MENGATAKAN KEBENARAN DIHADAPAN PENGUASA ZALIM

MENGATAKAN KEBENARAN DIHADAPAN PENGUASA ZALIM

Sebagian orang dengan penuh lantang mereka berkata,

"Jihad yang paling utama mengatakan kebenaran dihadapan penguasa zalim. Jangan diam dari kemungkaran....bla...bla....bla....".

Kemudian mereka mengutip sebuah hadits.

Nabi shallallahu ‘alaihi wa sallam bersabda:

أَفْضَلُ الْجِهَادِ كَلِمَةُ عَدْلٍ عِنْدَ سُلْطَانٍ جَائِرٍ

“Jihad yang paling utama ialah mengatakan kebenaran di hadapan penguasa yang zalim.” (HR. Abu Daud, Tirmidzi, Ibnu Majah).

Dalilnya benar, cuma penerapannya yang salah dan keliru. Kenapa demikian, karena mereka bicara tidak dihadapan penguasa langsung. Namun mereka bicara lantang hanya di medsos, media masa, mimbar jumat, mimbar demonstrasi atau mimbar bebas lainnya.

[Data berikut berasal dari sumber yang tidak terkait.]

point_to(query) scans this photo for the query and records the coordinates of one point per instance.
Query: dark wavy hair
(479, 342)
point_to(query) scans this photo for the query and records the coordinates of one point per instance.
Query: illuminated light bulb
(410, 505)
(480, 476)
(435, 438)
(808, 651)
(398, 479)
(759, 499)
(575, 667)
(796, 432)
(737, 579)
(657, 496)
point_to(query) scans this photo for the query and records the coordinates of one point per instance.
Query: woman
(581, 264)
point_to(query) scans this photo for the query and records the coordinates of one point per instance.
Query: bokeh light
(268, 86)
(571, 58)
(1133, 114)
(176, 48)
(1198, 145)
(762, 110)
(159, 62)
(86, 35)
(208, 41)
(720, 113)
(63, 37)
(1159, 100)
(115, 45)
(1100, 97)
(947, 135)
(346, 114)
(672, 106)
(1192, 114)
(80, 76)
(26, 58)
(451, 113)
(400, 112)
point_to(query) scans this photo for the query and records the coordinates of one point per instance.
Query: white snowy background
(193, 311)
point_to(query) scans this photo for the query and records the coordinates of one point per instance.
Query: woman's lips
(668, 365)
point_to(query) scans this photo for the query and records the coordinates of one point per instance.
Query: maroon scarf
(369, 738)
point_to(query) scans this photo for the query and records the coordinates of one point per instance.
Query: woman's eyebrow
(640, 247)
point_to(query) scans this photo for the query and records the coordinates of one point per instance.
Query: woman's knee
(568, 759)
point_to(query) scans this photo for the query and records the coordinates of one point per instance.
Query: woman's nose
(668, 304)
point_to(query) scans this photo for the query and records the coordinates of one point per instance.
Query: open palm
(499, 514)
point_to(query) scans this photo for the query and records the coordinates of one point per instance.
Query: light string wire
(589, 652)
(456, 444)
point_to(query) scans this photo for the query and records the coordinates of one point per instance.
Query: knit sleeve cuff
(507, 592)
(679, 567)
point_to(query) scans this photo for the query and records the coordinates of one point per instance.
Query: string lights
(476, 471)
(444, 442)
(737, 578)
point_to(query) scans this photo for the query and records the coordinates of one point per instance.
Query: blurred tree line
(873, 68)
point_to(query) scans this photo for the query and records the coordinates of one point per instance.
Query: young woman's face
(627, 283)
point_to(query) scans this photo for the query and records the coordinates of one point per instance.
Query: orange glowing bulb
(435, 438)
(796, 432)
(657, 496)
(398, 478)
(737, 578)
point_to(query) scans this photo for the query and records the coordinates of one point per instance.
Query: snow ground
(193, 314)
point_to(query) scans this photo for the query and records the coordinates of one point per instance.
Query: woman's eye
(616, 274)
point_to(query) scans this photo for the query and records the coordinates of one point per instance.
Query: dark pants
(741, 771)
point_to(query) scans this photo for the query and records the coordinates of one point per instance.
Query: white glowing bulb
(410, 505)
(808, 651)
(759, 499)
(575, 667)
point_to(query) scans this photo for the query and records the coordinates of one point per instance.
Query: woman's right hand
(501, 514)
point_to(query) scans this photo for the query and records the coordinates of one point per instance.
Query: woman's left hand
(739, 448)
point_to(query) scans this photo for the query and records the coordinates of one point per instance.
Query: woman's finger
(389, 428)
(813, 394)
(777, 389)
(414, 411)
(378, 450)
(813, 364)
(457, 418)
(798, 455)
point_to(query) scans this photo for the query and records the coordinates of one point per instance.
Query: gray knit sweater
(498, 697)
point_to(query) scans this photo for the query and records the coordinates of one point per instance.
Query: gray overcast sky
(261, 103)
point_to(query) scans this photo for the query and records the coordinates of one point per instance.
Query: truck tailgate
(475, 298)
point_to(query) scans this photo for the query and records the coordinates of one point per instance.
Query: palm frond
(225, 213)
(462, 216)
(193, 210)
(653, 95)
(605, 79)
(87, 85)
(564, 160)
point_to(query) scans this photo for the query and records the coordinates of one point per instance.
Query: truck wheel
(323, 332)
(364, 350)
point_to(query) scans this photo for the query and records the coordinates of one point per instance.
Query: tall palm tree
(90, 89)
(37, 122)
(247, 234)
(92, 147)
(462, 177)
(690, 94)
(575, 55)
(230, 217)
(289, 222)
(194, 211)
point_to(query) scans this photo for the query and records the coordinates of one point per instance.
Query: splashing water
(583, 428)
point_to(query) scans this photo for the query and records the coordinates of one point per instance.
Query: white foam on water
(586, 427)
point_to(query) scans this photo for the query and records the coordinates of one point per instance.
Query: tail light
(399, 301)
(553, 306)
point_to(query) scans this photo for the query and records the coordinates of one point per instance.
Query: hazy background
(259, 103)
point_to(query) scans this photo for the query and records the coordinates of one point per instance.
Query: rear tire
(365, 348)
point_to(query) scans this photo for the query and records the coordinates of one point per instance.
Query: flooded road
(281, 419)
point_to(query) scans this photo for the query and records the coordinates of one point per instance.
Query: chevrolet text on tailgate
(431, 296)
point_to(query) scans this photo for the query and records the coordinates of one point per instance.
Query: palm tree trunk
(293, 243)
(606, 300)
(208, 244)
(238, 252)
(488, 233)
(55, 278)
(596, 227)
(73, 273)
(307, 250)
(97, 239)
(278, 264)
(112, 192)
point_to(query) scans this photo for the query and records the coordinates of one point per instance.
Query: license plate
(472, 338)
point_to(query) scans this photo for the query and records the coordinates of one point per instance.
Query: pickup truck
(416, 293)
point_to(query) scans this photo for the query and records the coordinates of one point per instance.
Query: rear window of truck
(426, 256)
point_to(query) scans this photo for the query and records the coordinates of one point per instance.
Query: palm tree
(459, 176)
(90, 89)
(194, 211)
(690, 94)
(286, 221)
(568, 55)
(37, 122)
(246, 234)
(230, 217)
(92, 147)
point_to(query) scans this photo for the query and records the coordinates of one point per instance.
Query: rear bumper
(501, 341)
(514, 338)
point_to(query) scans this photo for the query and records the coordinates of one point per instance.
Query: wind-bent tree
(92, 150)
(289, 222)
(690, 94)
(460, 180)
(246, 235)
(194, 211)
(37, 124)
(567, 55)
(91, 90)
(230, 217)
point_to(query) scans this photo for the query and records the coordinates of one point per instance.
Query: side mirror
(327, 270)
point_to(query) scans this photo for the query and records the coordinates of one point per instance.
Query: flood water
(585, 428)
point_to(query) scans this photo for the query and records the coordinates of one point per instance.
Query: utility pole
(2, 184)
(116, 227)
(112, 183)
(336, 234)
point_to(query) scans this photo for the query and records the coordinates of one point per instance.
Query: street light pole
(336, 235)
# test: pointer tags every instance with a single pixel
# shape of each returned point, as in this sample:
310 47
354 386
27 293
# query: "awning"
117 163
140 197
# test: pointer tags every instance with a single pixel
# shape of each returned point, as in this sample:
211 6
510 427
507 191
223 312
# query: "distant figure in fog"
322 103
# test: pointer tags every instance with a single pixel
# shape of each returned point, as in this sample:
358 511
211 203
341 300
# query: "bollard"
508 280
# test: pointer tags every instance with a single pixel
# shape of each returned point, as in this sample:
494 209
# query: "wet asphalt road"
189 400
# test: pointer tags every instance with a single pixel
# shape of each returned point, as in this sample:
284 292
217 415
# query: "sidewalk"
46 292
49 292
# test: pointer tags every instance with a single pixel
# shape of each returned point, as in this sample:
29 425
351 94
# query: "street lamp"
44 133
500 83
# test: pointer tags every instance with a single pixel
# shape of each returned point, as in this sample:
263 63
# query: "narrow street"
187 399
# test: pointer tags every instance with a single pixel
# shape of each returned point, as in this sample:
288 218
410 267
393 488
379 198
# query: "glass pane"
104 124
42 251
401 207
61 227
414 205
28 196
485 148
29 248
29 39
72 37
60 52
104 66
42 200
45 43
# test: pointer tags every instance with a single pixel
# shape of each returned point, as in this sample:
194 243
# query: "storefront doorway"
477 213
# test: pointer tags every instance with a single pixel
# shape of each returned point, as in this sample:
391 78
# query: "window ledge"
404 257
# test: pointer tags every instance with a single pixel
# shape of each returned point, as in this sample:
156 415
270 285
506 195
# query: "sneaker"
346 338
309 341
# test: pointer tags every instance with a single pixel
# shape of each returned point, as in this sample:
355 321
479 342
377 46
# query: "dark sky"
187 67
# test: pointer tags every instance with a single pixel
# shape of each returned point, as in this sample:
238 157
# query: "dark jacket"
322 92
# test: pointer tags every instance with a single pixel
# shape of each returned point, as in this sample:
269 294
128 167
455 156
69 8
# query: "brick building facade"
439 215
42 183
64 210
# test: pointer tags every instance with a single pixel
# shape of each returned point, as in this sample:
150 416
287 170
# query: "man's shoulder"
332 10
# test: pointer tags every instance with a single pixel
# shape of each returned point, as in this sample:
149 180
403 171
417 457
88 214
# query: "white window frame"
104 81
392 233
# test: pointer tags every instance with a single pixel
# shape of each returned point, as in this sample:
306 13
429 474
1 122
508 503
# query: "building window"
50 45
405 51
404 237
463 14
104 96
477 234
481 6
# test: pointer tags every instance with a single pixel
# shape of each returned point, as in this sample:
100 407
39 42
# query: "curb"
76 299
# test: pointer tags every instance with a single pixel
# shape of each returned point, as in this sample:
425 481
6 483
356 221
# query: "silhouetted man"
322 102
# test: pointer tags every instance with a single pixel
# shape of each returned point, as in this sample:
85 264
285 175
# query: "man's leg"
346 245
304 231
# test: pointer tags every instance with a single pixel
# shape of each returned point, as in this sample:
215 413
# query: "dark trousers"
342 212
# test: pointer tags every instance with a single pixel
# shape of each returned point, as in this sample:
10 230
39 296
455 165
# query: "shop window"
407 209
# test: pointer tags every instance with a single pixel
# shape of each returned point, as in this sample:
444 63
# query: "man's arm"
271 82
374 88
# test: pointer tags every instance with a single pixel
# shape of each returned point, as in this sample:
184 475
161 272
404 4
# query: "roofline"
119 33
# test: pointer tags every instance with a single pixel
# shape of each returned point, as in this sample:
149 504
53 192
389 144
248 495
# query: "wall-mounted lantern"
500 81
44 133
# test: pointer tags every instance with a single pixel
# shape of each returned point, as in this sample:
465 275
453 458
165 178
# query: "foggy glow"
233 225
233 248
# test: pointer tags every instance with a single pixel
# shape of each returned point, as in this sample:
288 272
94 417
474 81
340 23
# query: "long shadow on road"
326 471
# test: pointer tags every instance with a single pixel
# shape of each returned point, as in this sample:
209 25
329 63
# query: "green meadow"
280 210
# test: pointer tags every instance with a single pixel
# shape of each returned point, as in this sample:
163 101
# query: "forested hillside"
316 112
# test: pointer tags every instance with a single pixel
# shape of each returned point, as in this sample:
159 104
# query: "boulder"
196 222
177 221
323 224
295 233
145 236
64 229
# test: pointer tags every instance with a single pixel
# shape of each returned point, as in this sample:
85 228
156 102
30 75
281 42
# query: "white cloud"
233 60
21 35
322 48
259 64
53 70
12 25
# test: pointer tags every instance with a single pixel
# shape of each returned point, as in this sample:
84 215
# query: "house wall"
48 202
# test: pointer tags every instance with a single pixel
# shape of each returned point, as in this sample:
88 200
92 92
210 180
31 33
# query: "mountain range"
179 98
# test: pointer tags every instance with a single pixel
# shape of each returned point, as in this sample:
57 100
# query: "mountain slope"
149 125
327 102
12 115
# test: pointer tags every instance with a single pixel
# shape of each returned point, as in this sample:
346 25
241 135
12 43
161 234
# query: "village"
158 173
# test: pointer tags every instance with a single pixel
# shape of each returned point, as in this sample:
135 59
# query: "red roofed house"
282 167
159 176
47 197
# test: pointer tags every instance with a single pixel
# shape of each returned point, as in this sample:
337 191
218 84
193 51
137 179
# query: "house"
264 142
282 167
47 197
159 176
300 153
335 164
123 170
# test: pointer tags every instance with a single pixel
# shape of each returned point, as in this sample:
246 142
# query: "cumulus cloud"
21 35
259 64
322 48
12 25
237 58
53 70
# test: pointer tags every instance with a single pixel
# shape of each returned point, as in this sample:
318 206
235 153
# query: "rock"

Para salaf terdahulu mengingkari kemungkaran penguasa di depan penguasa, kalau memang itu ada maslahatnya. Bukan di forum lain yang penguasa tidak ada dihadapannya.

Perhatikan kisah berikut ini, bagaimana para salaf mengingkari penguasa secara terbuka di depan penguasa.

Berkata Umar bin Khattab radhiyallahu anhu :

أَيُّهَا النَّاسُ، مَا إِكْثَارُكُمْ فِي صُدُق النِّسَاءِ وَقَدْ كَانَ رَسُولُ اللَّهِ صَلَّى اللَّهُ عَلَيْهِ وَسَلَّمَ وأصحابه وإنماالصدقات فِيمَا بَيْنَهُمْ أَرْبَعُمِائَةِ دِرْهَمٍ فَمَا دُونَ ذَلِكَ. وَلَوْ كَانَ الْإِكْثَارُ فِي ذَلِكَ تَقْوًى عِنْدَ اللَّهِ أَوْ كَرَامَةً لَمْ تَسْبِقُوهُمْ إِلَيْهَا. فَلا أعرفَنَّ مَا زَادَ رَجُلٌ فِي صَدَاقِ امْرَأَةٍ عَلَى أَرْبَعِمِائَةِ دِرْهَمٍ قَالَ: ثُمَّ نَزَلَ فَاعْتَرَضَتْهُ امْرَأَةٌ مِنْ قُرَيْشٍ فَقَالَتْ يَا أَمِيرَ الْمُؤْمِنِينَ، نَهَيْتَ النَّاسَ أَنْ يَزِيدُوا النِّسَاءَ صَدَاقَهُمْ عَلَى أَرْبَعِمِائَةِ دِرْهَمٍ؟ قَالَ: نَعَمْ. فَقَالَتْ: أَمَا سَمِعْتَ مَا أَنْزَلَ اللَّهُ فِي الْقُرْآنِ؟ قَالَ: وَأَيُّ ذَلِكَ؟ فَقَالَتْ: أَمَا سَمِعْتَ اللَّهَ يَقُولُ: {وَآتَيْتُمْ إِحْدَاهُنَّ قِنْطَارًا [فَلا تَأْخُذُوا مِنْهُ شَيْئًا أَتَأْخُذُونَهُ بُهْتَانًا وَإِثْمًا مُبِينًا] } [النساء: 20] قال: فقال: اللَّهُمَّ غَفْرًا، كُلُّ النَّاسِ أَفْقَهُ مِنْ عُمَرَ. ثُمَّ رَجَعَ فَرَكِبَ الْمِنْبَرَ فَقَالَ: إِنِّي كُنْتُ نَهَيْتُكُمْ أَنْ تَزِيدُوا النِّسَاءَ فِي صَدَاقِهِنَّ عَلَى أَرْبَعِمِائَةِ دِرْهَمٍ، فَمَنْ شَاءَ أَنْ يُعْطِيَ مِنْ مَالِهِ مَا أَحَبَّ.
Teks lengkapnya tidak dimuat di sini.